Gebruikt voor Stateful failover updates, syslogging en andere TCP functies. Deze blokken worden voornamelijk gebruikt voor Stateful failover-berichten. Het actieve adaptieve security apparaat genereert en stuurt pakketten naar het standby adaptieve security apparaat om de vertaaltabel en de verbindingstabel bij te werken. In zwaar verkeer, waar hoge tarieven voor verbindingen worden gecreëerd of afgebroken, kan het aantal beschikbare blokken tot 0 dalen.

Deze situatie duidt erop dat een of meer verbindingen niet zijn bijgewerkt naar het adaptieve security apparaat in standby.
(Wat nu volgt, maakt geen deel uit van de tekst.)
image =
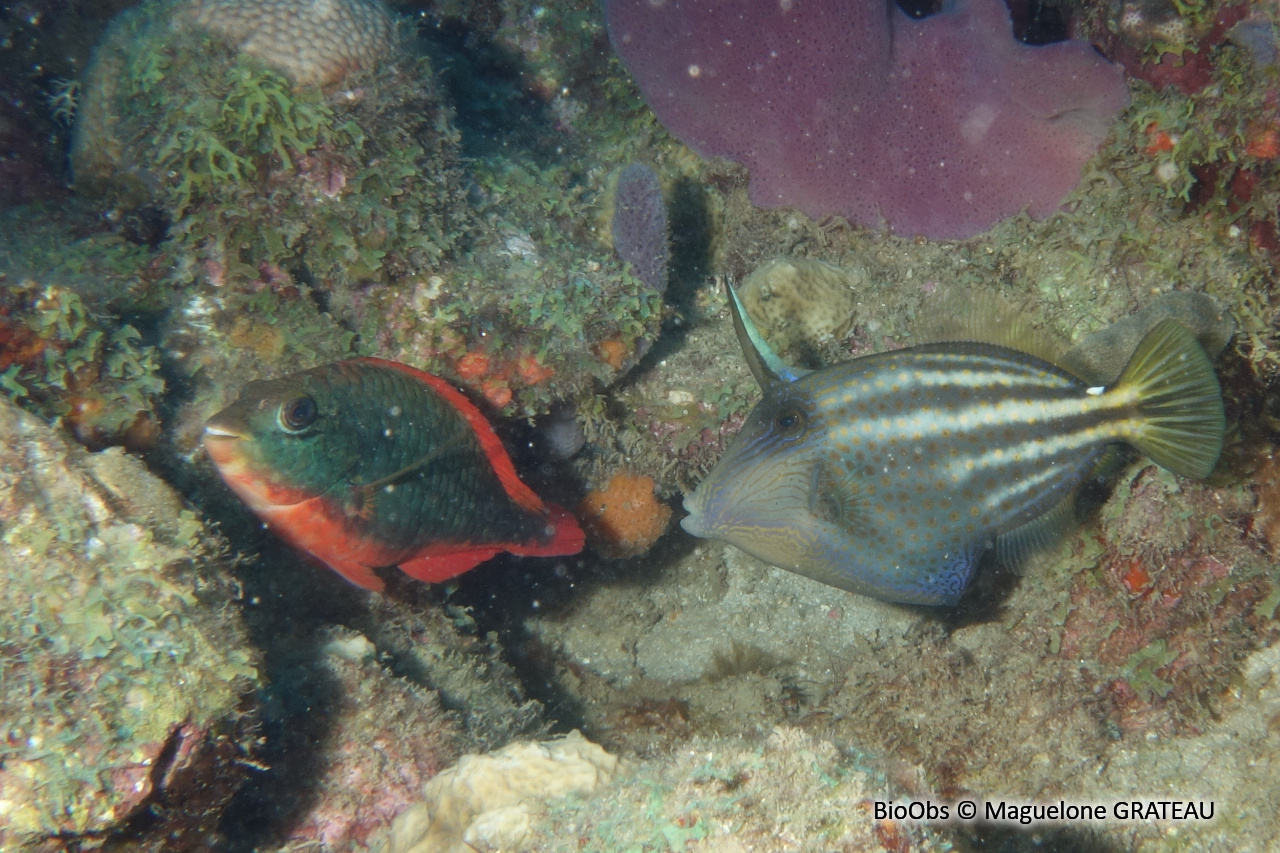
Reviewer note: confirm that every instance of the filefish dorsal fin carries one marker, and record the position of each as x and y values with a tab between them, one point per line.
981	316
760	359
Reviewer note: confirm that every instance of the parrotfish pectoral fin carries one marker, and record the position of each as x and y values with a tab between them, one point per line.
760	359
489	441
356	573
443	561
1179	401
435	568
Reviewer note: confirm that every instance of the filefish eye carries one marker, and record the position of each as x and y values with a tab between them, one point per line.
297	414
790	423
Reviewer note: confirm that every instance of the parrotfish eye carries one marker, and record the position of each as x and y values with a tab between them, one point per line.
297	414
790	423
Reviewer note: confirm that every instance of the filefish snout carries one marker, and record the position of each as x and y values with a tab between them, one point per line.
759	498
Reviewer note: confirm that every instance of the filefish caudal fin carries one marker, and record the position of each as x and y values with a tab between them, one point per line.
1179	401
890	474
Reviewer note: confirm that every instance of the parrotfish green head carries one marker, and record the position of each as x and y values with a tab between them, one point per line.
759	496
283	441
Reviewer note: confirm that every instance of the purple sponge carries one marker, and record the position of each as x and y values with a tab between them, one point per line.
640	226
936	127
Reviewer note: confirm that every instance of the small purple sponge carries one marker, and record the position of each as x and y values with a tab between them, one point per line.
640	226
936	127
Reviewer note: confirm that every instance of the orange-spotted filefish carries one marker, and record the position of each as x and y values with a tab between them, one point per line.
366	464
891	474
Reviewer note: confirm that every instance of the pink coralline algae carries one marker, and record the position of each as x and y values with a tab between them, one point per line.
936	127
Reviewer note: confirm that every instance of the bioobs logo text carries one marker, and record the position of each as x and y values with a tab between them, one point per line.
910	811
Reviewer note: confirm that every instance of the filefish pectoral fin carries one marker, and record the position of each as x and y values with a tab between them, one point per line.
1015	548
1179	401
839	498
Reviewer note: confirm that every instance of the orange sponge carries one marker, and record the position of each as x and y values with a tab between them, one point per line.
625	518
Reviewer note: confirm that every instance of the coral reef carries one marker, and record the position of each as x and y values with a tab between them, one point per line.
490	802
380	739
92	373
124	670
785	792
312	44
640	235
935	127
625	518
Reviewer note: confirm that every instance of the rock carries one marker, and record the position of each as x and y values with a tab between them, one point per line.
124	670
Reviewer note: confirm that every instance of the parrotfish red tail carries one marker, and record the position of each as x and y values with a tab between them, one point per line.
566	537
449	561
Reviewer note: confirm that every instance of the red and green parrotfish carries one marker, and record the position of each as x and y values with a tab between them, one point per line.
366	464
891	474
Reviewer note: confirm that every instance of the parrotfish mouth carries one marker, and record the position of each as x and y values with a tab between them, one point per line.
223	446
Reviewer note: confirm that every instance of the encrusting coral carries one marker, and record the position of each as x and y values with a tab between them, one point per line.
490	802
318	42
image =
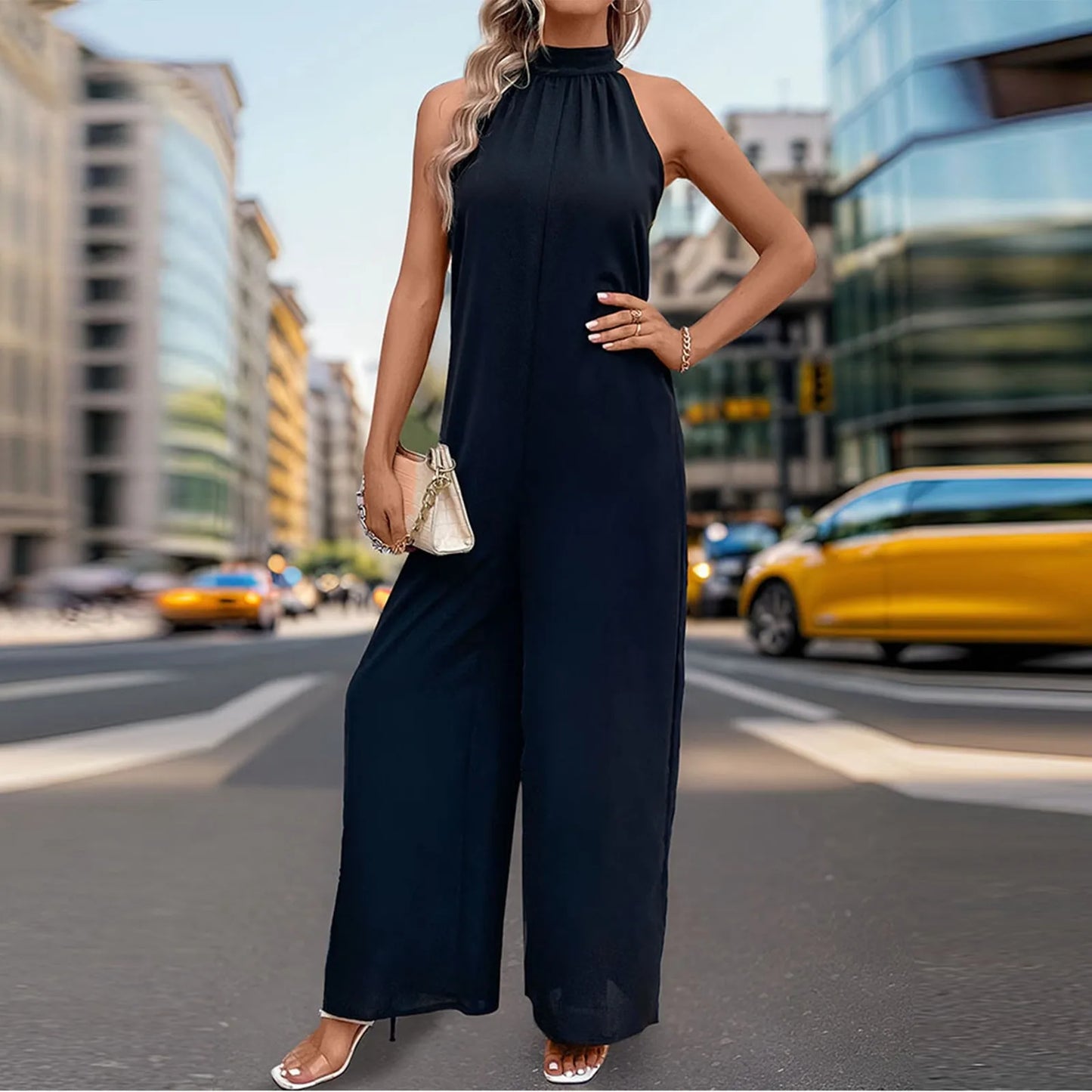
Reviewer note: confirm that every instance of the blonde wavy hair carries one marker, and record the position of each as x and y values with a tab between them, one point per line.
511	34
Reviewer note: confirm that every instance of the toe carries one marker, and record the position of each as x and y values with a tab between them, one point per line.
552	1063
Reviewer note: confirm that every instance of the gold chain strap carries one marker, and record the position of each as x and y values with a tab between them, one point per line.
441	481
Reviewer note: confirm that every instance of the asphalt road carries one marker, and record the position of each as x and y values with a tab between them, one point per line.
879	878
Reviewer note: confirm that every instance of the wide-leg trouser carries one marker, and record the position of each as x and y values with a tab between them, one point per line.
515	663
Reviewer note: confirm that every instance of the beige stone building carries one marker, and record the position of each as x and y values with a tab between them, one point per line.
289	525
37	71
336	427
257	247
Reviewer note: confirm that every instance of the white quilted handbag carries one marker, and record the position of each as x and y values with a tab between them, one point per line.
435	512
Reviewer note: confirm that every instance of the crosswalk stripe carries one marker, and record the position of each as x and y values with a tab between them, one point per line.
756	696
927	771
35	763
81	684
918	694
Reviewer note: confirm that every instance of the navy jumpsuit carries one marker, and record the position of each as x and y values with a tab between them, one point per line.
551	655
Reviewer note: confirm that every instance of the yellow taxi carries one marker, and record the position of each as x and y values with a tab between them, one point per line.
222	598
942	555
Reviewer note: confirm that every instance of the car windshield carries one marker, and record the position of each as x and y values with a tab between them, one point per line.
226	580
739	539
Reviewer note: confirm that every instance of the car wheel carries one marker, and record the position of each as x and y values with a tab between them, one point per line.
775	625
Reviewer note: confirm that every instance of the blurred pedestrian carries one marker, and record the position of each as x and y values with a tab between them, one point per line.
537	175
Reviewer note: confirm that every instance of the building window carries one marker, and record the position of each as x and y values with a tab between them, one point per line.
103	497
104	377
103	432
23	551
106	215
107	86
101	176
108	135
106	289
819	209
19	464
20	382
105	334
95	252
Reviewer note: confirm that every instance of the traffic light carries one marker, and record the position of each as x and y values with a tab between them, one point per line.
806	388
824	387
816	388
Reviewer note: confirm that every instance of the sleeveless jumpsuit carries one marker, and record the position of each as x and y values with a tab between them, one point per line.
551	655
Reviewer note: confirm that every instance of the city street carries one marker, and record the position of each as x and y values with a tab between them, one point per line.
879	875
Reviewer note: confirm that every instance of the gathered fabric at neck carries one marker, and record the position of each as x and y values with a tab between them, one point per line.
574	60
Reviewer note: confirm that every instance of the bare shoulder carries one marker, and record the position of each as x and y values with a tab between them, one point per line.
663	92
441	102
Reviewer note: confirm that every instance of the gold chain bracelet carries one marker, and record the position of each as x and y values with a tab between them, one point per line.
685	365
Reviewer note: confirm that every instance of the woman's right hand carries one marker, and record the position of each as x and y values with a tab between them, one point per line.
382	503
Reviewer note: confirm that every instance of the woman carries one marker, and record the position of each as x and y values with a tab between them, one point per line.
529	660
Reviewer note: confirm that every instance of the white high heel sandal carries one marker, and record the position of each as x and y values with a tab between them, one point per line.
281	1075
577	1078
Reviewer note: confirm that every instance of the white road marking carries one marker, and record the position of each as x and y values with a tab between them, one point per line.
926	771
756	696
81	684
34	763
910	692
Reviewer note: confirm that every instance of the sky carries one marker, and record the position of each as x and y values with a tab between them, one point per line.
333	88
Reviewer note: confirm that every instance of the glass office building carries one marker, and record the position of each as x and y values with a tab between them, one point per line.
196	340
962	152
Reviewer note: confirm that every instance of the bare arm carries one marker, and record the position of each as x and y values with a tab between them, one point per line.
696	145
411	319
713	162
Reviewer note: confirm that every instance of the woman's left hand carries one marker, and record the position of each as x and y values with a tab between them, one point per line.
638	326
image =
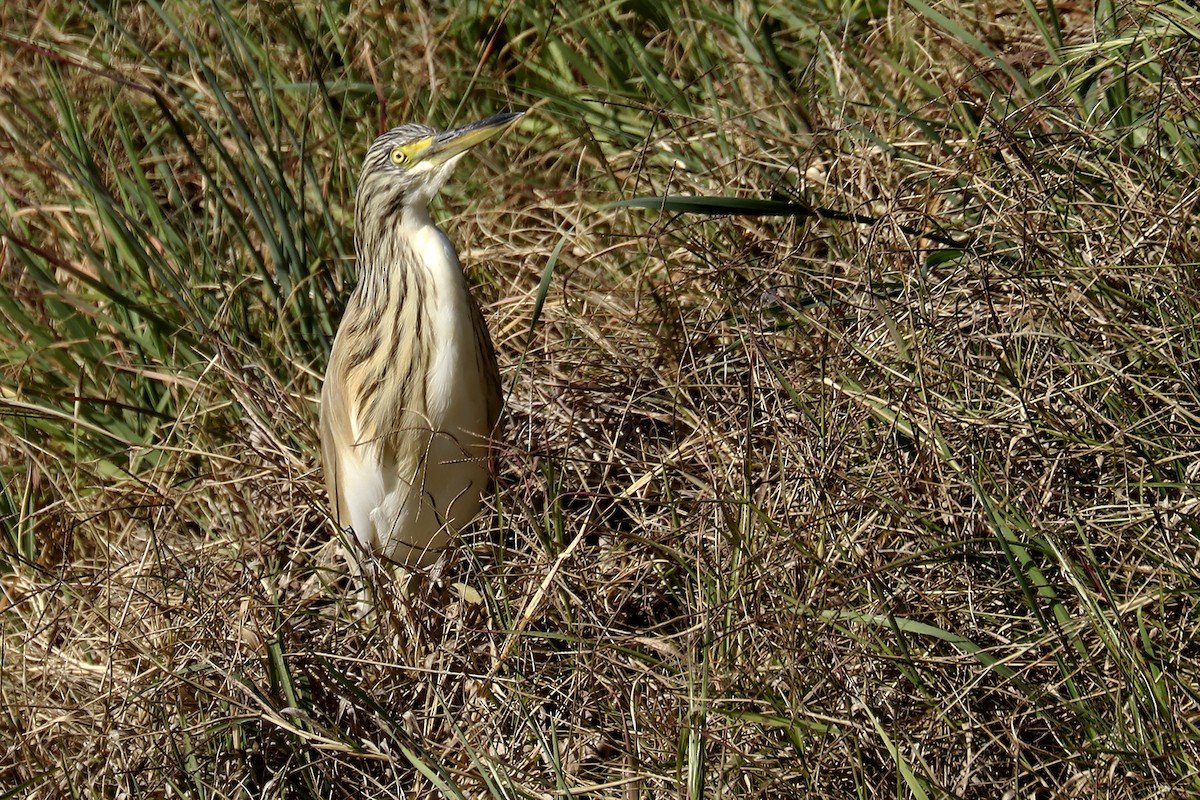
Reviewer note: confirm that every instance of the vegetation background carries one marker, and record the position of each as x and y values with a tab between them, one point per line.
791	503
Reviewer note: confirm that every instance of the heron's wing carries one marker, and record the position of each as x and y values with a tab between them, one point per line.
352	465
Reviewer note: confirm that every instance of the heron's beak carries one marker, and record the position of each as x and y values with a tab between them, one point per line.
449	144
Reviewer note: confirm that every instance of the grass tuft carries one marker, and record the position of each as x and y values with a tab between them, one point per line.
852	426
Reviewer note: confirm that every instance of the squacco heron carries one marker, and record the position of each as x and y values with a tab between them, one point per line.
412	392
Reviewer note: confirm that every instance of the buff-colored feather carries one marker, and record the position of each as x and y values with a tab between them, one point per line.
412	392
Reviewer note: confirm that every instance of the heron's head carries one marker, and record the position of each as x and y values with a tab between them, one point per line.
407	166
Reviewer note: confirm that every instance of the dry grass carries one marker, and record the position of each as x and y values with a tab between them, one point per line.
787	506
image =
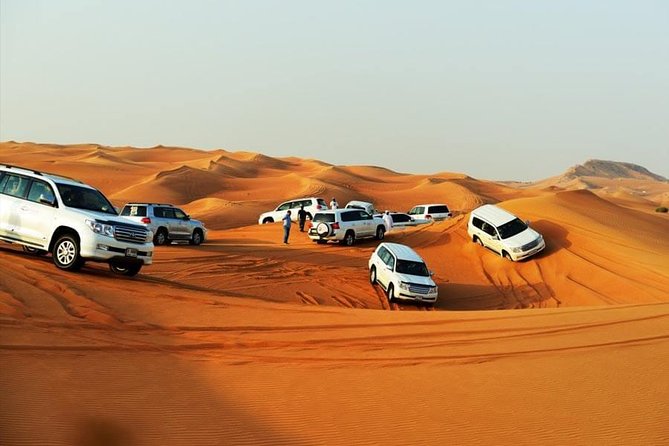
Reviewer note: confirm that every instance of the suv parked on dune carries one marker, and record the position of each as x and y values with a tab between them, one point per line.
504	233
75	222
311	205
345	226
402	274
434	212
167	222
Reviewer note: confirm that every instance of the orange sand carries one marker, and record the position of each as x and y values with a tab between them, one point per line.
245	341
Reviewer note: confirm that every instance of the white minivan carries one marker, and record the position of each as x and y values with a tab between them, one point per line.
402	273
504	233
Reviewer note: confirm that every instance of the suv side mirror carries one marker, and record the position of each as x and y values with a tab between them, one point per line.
51	202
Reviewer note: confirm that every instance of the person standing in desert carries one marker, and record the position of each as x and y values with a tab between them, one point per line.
302	217
388	221
286	226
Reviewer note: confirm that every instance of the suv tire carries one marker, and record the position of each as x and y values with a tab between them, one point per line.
65	253
196	238
160	238
391	293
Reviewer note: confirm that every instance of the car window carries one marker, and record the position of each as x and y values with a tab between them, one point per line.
16	186
168	213
134	211
85	198
41	191
412	268
328	218
441	209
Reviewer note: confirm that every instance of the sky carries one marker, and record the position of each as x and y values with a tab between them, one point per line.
497	89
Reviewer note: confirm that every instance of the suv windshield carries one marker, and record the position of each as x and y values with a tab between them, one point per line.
412	268
328	218
515	226
85	198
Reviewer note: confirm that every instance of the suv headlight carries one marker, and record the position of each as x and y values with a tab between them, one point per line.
101	228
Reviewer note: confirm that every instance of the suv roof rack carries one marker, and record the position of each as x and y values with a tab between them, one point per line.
41	173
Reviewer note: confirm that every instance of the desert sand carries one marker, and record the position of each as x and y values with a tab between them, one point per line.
246	341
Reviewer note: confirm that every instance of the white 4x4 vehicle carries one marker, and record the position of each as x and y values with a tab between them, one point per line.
345	226
75	222
168	223
311	205
427	212
402	274
504	233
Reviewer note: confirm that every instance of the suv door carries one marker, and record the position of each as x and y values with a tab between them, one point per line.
38	214
182	223
12	198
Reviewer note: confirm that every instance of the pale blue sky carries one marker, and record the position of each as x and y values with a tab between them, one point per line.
496	89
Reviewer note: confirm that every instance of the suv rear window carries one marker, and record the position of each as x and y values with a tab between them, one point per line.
328	218
134	211
438	210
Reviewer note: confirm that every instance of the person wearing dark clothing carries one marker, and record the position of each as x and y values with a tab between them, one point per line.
286	227
302	217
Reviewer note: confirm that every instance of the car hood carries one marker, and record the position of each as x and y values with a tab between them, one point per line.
420	280
522	238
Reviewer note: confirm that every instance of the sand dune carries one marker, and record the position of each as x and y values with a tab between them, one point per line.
245	341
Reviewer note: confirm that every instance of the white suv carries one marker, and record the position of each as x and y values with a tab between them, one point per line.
168	223
311	205
427	212
402	274
345	226
503	233
75	222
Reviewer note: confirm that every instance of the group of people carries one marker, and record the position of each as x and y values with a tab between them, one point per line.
302	219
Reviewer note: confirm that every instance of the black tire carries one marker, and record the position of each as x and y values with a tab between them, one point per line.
65	253
161	237
125	270
34	251
196	238
391	293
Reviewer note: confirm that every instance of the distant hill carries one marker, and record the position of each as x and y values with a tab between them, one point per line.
611	169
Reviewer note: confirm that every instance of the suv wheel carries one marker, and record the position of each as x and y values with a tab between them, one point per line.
391	293
372	275
349	238
160	238
66	253
196	239
130	270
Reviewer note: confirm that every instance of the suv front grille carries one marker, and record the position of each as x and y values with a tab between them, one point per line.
131	234
419	289
530	245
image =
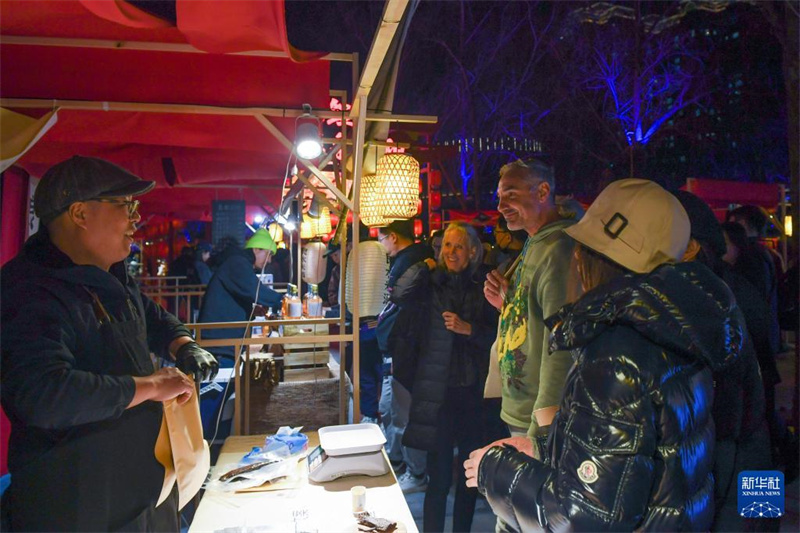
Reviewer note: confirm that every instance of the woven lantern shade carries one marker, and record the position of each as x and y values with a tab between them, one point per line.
322	225
398	186
368	202
314	262
275	231
373	269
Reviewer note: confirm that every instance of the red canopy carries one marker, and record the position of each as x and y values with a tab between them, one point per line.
174	149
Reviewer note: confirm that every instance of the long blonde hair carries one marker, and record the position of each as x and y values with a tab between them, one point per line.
595	269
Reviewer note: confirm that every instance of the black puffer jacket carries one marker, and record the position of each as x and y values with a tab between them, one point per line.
79	459
632	446
447	359
399	321
230	296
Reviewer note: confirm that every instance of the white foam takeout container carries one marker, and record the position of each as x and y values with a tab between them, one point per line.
351	438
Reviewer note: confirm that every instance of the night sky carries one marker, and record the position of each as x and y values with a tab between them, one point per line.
707	86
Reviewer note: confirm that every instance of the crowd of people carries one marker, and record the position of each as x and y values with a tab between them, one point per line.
607	370
633	349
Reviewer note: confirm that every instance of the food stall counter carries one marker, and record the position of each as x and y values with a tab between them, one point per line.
297	506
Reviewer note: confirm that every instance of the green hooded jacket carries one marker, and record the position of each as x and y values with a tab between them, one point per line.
532	379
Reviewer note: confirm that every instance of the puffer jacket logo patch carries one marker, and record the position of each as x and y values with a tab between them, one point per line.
587	472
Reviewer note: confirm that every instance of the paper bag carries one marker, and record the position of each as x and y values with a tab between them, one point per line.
181	449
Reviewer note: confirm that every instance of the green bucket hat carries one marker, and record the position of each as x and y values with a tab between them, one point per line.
261	239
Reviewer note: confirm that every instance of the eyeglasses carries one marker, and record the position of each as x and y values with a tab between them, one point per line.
132	205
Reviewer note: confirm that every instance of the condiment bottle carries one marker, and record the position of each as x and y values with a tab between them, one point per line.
312	303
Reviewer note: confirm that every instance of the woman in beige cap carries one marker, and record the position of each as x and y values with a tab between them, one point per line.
632	444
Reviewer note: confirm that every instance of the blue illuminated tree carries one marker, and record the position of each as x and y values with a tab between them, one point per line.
644	69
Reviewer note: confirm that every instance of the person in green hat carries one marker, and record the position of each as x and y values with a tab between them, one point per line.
235	288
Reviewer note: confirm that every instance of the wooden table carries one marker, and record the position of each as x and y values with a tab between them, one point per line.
327	507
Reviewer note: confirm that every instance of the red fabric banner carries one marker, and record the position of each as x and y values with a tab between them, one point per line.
124	13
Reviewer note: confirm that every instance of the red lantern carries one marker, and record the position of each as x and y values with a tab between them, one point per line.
436	201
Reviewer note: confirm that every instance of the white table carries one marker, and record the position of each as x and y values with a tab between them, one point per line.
326	507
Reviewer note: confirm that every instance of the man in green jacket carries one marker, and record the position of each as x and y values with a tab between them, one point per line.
532	379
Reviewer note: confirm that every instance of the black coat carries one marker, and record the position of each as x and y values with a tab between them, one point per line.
399	323
446	359
79	460
230	295
632	445
742	434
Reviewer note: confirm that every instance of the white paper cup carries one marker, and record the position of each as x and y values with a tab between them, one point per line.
359	496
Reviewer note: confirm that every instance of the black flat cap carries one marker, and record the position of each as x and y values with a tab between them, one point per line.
79	179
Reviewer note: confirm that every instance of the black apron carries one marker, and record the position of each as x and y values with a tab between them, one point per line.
101	476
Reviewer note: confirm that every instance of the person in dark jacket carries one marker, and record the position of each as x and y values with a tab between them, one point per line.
631	447
202	271
78	383
399	343
235	288
742	440
446	402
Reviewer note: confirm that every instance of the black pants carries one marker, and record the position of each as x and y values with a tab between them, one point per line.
460	425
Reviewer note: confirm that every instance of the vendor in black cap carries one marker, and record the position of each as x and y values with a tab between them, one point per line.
78	383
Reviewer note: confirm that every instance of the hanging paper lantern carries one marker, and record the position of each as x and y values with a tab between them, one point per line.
314	262
373	268
275	231
322	225
368	202
306	231
398	186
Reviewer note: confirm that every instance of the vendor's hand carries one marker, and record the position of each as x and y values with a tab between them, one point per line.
495	288
166	384
454	323
472	465
522	444
192	359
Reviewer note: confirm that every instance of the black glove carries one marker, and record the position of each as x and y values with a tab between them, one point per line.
191	359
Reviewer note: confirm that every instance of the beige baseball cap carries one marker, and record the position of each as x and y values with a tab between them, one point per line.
635	223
Het Stateful failover-protocol vangt de ontbrekende vertaling of verbinding de volgende keer op. Als de CNT-kolom voor 256-byte-blokken voor langere tijd op of bij 0 blijft, heeft het adaptieve security apparaat moeite de vertaal- en verbindingstabellen

gesynchroniseerd te houden, vanwege het aantal verbindingen per seconde dat het adaptieve security apparaat verwerkt. Syrische berichten die afkomstig zijn van het adaptieve security apparaat gebruiken ook de blokken van 256 bytes, maar deze worden meestal niet in zo veel hoeveelheden vrijgegeven om een depletie van de blokpool van 256 bytes te veroorzaken. Als de CNT-kolom aantoont dat het aantal 256-byte-blokken nabij 0 is, zorg er dan voor dat u niet logt op Debugging (niveau 7) op de syslogserver. Dit wordt aangegeven door de logklem in de configuratie van het adaptieve security apparaat. We raden aan om houtkap op Meldingsniveau (niveau 5) of lager in te stellen, tenzij u aanvullende informatie nodig hebt voor het debuggen.

1550

Gebruik deze knop om Ethernet-pakketten op te slaan om door het adaptieve security apparaat te worden verwerkt. Wanneer een pakje een interface met adaptief security apparaat invoert, wordt het in de rij van de ingangsinterface gezet, tot het besturingssysteem doorgegeven en in een blok geplaatst. Het adaptieve security apparaat bepaalt of het pakket toegestaan of ontkend moet worden, op basis van het beveiligingsbeleid, en verwerkt het pakket tot in de uitvoerwachtrij op de uitgaande interface. Als het adaptieve security apparaat niet goed met de verkeerslading kan blijven werken, zal het aantal beschikbare blokken nabij 0 liggen (zoals weergegeven in de CNT-kolom van de opdrachtoutput). Wanneer de kolom op CNT nul is, probeert het adaptieve security apparaat meer blokken toe te wijzen, tot een maximum van 8192. Als er geen blokken meer beschikbaar zijn, laat het adaptieve security apparaat het pakket vallen.

16384 Alleen gebruikt voor de 64-bits, 66 MHz Gigabit Ethernet-kaarten (i82543). Zie de beschrijving voor 1550 voor meer informatie over Ethernet-pakketten.

2048 Bedienings- of geleidingsframes gebruikt voor controle-updates.

  

geheugensteuntje

  

De opdracht Show memory geeft het totale fysieke geheugen (of RAM) voor de ASA weer, samen met het aantal bytes dat momenteel beschikbaar is. Om deze informatie te gebruiken moet je eerst begrijpen hoe de ASA geheugen gebruikt. Wanneer de ASA start start, kopieert het OS van Flash naar RAM en voert het OS van RAM (net zoals routers) in. Daarna kopieert de ASA de opstartconfiguratie van Flash en plaatst het in RAM. Ten slotte wijst de ASA RAM toe om de blokpoelen te creëren die in de sectie van de showblokken besproken worden. Zodra deze toewijzing is voltooid heeft de ASA extra RAM slechts nodig als de configuratie groter wordt.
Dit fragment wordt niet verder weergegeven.